New figures have revealed that Burnham Market is the most expensive village to buy a home in Norfolk.

The north Norfolk village remains at the top of the list from 2022, with an average sale price of £990,192, over the 12-month period to May 2023.

Within the same area of Norfolk, Blakeney and Old Hunstanton follow in second and third place with average sale prices more than £130,000 lower than Burnham Market.

Norwich Evening News: The quay at BlakeneyThe quay at Blakeney (Image: Newsquest)

The figures come after a referendum in Burnham Market – nicknamed “Chelsea-on-Sea" because of the large proportion of Londoners with property there – saw villagers overwhelmingly back a bid to limit the number of second homes and holiday lets.

Locals say they are being priced out of the housing market in the village, with young people leaving in search of cheaper options.

Land Registry Data compiled by Savills looked at villages in Norfolk that had 10 or more sales to find the average cost.

Most of the villages on the list sit within either The Broads, north Norfolk coast, or close to Norwich.

Ben Rivett, joint head of residential sales at Savills in Norfolk, said: “All of the villages are very well served, close to the coast or surrounded by wonderful countryside, with pubs, local shops and a good sense of community, alongside quality housing stock."

Horstead with Stanninghall comes in fourth, followed by Wroxham, Saxlingham Nethergate, Horning, Filby, Salhouse and then Barford.

Commenting on the current market, Mr Rivett added: “In general, there has been a softening of prime regional house prices across the UK.

"Looking ahead, underlying demand, especially for properties that are close to amenities and transport connections, remains strong.
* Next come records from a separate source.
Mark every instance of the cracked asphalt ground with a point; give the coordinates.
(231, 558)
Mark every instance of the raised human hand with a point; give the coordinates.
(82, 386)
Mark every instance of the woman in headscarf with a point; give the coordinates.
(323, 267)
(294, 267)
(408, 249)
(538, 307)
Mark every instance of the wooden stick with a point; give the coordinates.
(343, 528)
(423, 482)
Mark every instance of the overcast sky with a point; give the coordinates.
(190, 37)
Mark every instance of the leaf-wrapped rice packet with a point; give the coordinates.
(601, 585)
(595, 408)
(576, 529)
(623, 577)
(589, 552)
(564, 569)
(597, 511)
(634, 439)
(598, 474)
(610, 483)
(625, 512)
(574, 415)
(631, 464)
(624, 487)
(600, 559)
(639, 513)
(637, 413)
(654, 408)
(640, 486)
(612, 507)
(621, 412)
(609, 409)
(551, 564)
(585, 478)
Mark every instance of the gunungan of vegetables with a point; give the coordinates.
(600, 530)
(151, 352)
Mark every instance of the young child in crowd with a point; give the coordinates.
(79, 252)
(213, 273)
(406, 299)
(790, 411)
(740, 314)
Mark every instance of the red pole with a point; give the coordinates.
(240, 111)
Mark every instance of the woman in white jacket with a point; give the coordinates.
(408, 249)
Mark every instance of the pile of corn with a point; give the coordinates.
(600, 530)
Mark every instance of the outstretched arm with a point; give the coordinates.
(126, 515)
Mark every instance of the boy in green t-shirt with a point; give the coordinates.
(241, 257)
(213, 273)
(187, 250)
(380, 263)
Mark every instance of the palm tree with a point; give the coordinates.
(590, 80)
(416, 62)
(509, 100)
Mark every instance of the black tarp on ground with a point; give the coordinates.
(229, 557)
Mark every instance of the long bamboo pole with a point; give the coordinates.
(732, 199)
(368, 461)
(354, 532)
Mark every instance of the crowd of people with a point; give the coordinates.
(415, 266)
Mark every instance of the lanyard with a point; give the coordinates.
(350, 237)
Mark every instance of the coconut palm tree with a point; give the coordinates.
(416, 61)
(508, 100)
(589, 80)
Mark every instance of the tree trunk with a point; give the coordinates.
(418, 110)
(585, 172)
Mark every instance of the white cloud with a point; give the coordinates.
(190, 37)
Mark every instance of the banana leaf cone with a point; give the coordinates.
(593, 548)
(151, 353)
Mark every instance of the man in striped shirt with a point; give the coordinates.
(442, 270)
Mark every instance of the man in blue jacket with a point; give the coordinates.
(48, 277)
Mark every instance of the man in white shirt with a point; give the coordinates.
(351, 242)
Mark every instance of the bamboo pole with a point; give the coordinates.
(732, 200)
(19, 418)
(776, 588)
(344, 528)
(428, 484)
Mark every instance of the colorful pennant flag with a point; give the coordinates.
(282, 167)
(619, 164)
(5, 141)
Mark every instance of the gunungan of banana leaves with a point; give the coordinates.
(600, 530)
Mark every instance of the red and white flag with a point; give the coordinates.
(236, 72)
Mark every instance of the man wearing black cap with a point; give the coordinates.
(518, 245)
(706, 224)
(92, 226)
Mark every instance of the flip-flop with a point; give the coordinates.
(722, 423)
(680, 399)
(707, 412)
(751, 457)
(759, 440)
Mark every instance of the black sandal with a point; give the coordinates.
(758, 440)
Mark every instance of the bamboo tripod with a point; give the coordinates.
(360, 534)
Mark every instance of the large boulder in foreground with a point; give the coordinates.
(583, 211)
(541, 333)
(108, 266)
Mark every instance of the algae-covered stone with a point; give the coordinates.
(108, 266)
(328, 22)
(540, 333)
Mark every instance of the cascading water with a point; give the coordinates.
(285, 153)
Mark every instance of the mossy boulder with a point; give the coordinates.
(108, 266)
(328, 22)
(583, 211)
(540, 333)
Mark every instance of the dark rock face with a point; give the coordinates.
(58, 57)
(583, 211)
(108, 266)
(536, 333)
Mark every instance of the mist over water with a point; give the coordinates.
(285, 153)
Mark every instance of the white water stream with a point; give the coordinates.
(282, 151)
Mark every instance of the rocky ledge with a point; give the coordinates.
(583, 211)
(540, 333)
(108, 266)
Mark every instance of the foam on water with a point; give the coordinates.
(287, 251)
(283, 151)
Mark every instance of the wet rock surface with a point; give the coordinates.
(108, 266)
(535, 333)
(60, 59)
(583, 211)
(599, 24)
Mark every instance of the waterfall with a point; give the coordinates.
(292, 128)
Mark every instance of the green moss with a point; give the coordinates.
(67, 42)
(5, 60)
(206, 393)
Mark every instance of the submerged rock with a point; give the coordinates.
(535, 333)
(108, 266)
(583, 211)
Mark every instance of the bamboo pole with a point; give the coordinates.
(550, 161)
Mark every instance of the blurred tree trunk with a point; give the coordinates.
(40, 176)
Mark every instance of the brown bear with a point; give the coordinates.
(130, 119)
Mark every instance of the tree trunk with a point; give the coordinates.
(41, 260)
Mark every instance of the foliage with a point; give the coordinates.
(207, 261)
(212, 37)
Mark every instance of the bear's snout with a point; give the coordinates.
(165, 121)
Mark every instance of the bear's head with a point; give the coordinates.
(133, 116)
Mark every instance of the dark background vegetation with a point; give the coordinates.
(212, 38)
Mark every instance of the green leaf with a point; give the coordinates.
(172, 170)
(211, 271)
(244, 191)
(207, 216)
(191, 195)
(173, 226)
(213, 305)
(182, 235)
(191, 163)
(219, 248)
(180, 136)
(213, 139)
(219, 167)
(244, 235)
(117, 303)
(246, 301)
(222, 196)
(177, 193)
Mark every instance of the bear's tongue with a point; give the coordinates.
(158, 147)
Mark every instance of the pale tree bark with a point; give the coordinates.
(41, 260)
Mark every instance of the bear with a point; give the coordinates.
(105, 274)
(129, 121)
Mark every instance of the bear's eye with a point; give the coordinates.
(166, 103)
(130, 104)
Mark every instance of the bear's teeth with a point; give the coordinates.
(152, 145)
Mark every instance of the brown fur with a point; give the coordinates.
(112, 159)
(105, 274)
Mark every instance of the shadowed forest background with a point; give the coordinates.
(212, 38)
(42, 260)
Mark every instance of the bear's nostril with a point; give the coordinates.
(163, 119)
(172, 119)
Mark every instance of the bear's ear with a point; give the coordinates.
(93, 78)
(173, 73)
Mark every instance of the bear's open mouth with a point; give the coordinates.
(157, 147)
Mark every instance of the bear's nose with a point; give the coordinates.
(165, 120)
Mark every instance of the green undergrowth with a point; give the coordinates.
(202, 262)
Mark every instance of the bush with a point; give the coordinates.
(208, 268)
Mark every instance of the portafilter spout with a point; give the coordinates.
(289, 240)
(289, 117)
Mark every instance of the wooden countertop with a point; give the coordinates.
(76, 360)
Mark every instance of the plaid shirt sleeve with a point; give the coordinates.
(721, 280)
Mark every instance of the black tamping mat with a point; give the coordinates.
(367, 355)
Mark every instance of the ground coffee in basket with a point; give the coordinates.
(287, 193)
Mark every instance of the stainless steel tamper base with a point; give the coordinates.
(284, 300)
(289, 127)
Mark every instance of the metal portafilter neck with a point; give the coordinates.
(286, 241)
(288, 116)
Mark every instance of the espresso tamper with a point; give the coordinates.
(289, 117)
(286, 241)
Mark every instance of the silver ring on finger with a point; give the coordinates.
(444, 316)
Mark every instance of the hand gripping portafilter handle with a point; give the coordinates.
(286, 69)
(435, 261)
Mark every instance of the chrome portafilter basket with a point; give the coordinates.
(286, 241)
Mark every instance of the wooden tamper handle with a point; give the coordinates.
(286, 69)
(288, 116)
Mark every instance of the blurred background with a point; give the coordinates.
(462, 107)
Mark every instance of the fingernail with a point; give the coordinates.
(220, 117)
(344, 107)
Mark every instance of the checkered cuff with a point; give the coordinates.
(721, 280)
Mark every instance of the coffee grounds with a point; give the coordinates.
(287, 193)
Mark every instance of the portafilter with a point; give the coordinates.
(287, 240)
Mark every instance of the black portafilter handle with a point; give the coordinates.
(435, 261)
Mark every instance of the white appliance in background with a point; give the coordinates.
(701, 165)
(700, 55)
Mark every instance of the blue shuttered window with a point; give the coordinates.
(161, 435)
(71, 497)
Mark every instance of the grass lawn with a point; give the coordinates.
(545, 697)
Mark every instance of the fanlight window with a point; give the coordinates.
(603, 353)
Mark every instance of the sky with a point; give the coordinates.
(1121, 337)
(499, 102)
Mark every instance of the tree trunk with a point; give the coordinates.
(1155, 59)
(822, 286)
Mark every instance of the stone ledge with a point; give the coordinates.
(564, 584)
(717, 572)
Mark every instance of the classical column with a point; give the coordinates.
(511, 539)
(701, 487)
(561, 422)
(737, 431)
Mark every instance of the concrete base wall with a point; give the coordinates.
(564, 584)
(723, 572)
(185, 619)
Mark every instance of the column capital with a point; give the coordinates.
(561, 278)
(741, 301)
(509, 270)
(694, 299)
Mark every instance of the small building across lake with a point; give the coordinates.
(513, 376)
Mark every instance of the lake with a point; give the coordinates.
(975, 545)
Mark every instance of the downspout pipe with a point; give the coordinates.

Norwich Evening News: Ben Rivett, joint head of residential sales at Savills in NorfolkBen Rivett, joint head of residential sales at Savills in Norfolk (Image: Savills)

"The lifestyle factors that make Norfolk such an attractive place to live will continue to draw people to the area.

"Ongoing economic uncertainty has led to increased price sensitivity – particularly in markets that are more reliant on mortgage borrowing.

"This means we are likely to experience further pressure on pricing for the remainder of the year.

"Properties that are realistically priced continue to command the most interest.”